DailyCandy
- Founded: 2000
- Founder: Dany Levy
- Defunct: 2014
- Headquarters: New York City, New York
- Website: dailycandy.com

= DailyCandy =

Online media company

DailyCandy was an online media company founded in 2000 by Dany Levy. The business originally consisted of a daily email newsletter that provided readers with information about hip and trendy events and businesses in their city. The emails first focused on New York City but eventually grew to include a dozen US cities and London. In August 2008, Comcast purchased the e-newsletter for $125 million and ultimately shut it down in 2014.

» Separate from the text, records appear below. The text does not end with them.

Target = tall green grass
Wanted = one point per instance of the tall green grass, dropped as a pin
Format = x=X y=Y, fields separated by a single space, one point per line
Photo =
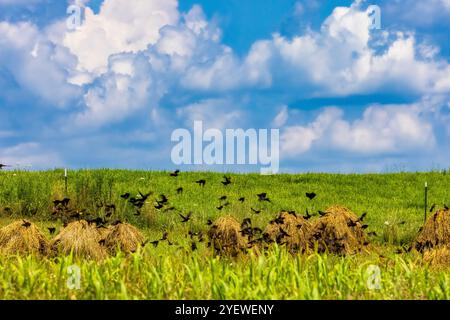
x=175 y=272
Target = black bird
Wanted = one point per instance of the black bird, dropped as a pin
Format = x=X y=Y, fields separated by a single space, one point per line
x=363 y=216
x=155 y=243
x=163 y=200
x=279 y=220
x=263 y=197
x=247 y=222
x=201 y=182
x=116 y=223
x=125 y=196
x=144 y=197
x=175 y=173
x=185 y=218
x=227 y=181
x=165 y=236
x=26 y=224
x=351 y=223
x=310 y=195
x=433 y=207
x=308 y=216
x=65 y=202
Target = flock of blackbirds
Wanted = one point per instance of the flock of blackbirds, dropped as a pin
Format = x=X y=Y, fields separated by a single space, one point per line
x=61 y=210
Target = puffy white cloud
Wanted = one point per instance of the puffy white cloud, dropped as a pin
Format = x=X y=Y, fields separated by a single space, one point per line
x=214 y=113
x=381 y=130
x=36 y=65
x=118 y=28
x=30 y=154
x=126 y=89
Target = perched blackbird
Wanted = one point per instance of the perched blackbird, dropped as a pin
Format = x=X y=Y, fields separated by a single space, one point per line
x=125 y=196
x=185 y=218
x=263 y=197
x=227 y=181
x=310 y=195
x=26 y=224
x=175 y=173
x=201 y=182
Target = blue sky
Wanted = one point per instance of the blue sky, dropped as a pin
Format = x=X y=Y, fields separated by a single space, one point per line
x=346 y=98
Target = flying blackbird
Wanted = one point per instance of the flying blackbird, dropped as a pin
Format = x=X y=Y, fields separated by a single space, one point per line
x=433 y=207
x=175 y=173
x=26 y=224
x=310 y=195
x=321 y=213
x=227 y=181
x=116 y=223
x=144 y=197
x=247 y=222
x=185 y=218
x=363 y=216
x=308 y=216
x=65 y=202
x=201 y=182
x=125 y=196
x=163 y=200
x=263 y=197
x=351 y=223
x=155 y=243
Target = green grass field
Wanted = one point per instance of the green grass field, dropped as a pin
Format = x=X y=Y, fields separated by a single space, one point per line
x=175 y=272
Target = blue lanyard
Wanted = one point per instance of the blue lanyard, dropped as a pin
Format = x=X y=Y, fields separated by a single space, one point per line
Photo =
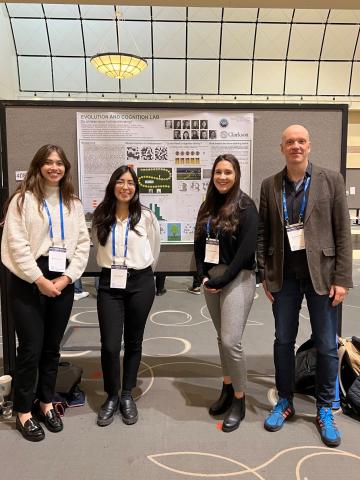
x=303 y=202
x=51 y=233
x=208 y=229
x=113 y=228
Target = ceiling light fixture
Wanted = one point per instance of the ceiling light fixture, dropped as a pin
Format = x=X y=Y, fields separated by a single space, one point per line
x=118 y=64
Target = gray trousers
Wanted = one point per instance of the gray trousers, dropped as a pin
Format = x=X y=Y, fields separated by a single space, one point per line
x=229 y=310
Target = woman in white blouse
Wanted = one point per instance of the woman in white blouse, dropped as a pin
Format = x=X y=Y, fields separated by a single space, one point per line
x=128 y=238
x=45 y=246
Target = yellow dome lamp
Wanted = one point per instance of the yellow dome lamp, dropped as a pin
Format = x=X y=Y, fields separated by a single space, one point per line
x=118 y=65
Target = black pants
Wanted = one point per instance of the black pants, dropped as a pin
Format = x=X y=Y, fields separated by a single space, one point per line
x=123 y=310
x=40 y=323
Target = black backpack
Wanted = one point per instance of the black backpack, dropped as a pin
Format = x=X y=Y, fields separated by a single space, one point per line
x=349 y=376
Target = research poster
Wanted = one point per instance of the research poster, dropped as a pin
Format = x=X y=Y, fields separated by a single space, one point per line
x=172 y=152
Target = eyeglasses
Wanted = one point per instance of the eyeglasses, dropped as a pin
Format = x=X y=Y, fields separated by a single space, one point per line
x=290 y=143
x=125 y=183
x=57 y=163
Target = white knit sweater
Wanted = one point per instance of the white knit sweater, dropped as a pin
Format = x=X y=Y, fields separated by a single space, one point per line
x=26 y=236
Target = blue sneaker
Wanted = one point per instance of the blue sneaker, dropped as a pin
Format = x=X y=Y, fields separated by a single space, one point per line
x=329 y=432
x=282 y=411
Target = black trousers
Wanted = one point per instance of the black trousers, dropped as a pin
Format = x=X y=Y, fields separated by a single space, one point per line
x=40 y=323
x=123 y=310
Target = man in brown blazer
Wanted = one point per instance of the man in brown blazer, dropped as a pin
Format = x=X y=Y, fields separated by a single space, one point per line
x=304 y=249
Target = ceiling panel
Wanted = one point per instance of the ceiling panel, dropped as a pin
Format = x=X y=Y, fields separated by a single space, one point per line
x=35 y=74
x=31 y=36
x=355 y=83
x=202 y=76
x=61 y=11
x=98 y=11
x=69 y=74
x=268 y=78
x=169 y=13
x=97 y=82
x=240 y=14
x=235 y=77
x=305 y=42
x=271 y=41
x=135 y=13
x=238 y=40
x=203 y=40
x=65 y=37
x=184 y=53
x=135 y=37
x=204 y=14
x=357 y=50
x=139 y=84
x=275 y=15
x=334 y=78
x=99 y=36
x=169 y=76
x=301 y=78
x=339 y=42
x=344 y=16
x=310 y=16
x=169 y=39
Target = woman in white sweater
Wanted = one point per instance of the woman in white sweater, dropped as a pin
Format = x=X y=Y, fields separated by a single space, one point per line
x=45 y=246
x=128 y=239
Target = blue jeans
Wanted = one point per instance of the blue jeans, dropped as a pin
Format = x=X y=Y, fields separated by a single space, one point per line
x=324 y=321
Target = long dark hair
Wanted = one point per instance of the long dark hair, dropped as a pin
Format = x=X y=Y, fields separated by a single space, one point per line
x=34 y=181
x=223 y=209
x=105 y=212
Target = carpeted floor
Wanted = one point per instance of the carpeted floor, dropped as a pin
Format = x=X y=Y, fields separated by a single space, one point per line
x=179 y=377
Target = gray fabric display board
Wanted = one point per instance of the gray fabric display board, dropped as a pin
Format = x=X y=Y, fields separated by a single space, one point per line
x=25 y=126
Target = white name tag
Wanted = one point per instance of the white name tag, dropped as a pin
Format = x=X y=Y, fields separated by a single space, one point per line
x=57 y=259
x=212 y=251
x=296 y=236
x=118 y=276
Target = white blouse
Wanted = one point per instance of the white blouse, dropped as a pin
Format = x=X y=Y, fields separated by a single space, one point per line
x=142 y=250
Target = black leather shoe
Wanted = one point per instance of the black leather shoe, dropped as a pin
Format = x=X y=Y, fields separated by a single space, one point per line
x=160 y=292
x=128 y=410
x=223 y=403
x=235 y=414
x=107 y=411
x=31 y=430
x=50 y=419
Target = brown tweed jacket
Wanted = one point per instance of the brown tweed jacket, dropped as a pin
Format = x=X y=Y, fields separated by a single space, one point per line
x=326 y=227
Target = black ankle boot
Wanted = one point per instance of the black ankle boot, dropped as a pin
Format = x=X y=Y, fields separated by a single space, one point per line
x=235 y=414
x=223 y=403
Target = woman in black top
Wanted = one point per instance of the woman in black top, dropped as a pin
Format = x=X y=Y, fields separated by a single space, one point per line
x=225 y=242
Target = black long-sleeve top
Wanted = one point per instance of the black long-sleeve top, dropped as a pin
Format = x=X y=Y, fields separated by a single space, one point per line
x=236 y=249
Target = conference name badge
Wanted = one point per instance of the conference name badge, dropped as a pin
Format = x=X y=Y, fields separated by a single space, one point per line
x=57 y=259
x=295 y=233
x=212 y=251
x=118 y=276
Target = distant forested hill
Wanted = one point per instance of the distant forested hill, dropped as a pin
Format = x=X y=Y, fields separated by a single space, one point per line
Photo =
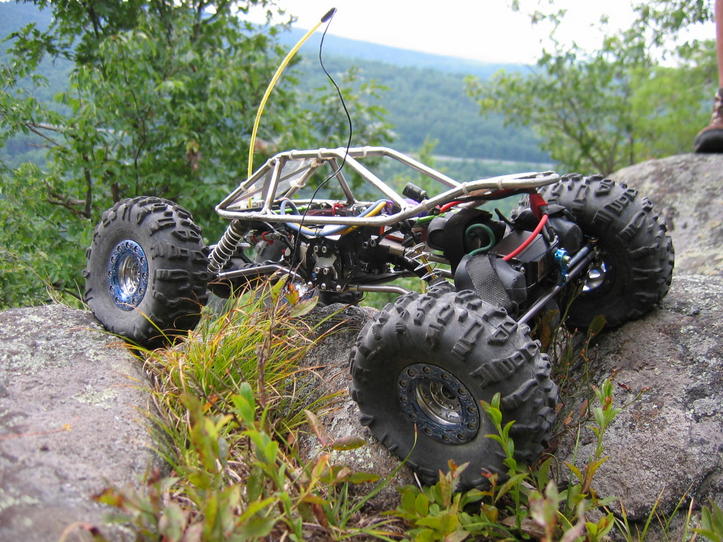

DailyCandy was a pioneer in terms of using the Internet as a distribution channel and in creating an email newsletter business. It inspired a number of similar email businesses including, Thrillist and Tasting Table.

A number of notable brands, including Drybar and Nasty Gal, launched via being spotlighted in DailyCandy newsletters.

==Founding==
In the 1990s, Dany Levy was a staff writer for various magazines such as New York Magazine and Jane. Having grown frustrated with the long lead times of the traditional magazine business, Levy quit her job and set out to create a daily newsletter targeting young, urban women. Levy has said that she somewhat modelled DailyCandy after TheStreet.

On March 6, 2000, Dani Levy sent out the first edition of DailyCandy. At this time, the company was based out of Levy's West Village apartment. The initial recipient list consisted of 700 people, mostly journalist friends and people in Levy's personal rolodex.

By 2003, the subscriber list had grown to 285,000 people, and Bob Pittman, the former president and COO of AOL, bought controlling interest for $3 million.

In 2005, at DailyCandy's peak, The New York Times deemed the newsletter as being "the undisputed grande dame of style sites".

By 2008, the subscriber list had grown to over 2.5 million people and the company was earning $25 million in revenue. Comcast offered to purchase DailyCandy for $125 million, and the deal was finalized on September 12, 2008.

In 2014, NBCUniversal, the Comcast division that then controlled the company, shut down DailyCandy.